Got home after a journey of about 10 miles - while reversing onto my drive I lowered the driver's window - then it all started:

1 the radio stopped working
2 the driver's window would not go back up
3 I discovered that the passenger window now doesn't work as well (it still does the short drop on opening the door)
4 neither of the window control buttons give the "beep" when operated.
5 the boot will not open - neither with remote nor with the dashboard button (the petrol flap works though)
6 the odometer is flashing
7 there may be more that I've not noticed yet

So my first thought proxi alignment. Connect up laptop with MES using ELM 327 (I've been using this cable for 3 years now) and get message to the effect that there is no CAN data (aaargh). I noticed that the "Disconnected" message at the bottom left of the screen never changed.

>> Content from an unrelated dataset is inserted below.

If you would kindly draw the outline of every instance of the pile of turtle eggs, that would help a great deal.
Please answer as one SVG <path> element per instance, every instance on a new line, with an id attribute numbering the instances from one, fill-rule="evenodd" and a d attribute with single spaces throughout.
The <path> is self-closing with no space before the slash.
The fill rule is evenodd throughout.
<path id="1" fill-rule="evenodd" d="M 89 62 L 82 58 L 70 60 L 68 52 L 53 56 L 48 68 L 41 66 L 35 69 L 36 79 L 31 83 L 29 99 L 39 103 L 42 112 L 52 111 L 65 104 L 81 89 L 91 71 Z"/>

When it was plugged in I saw that the rev counter was not working and multiple warning lights are still on. I recall having these symptoms when I was trying to use a wrong cable previously. So I then tried my other cable a KKL/VAG (I know this can't do a proxi alignment but I wanted to see if I could contact anything).

Despite using the correct settings and switch position this will not connect to the Engine ECU. At least it doesn't light up all the warning lights and the rev counter still works when it's plugged in. I've not tried the other ECU's yet.

So can anybody help? Have I blown up my body computer? Is there a fuse or a relay that could explain all these issues? (it did make me think a fuse had gone when it first went).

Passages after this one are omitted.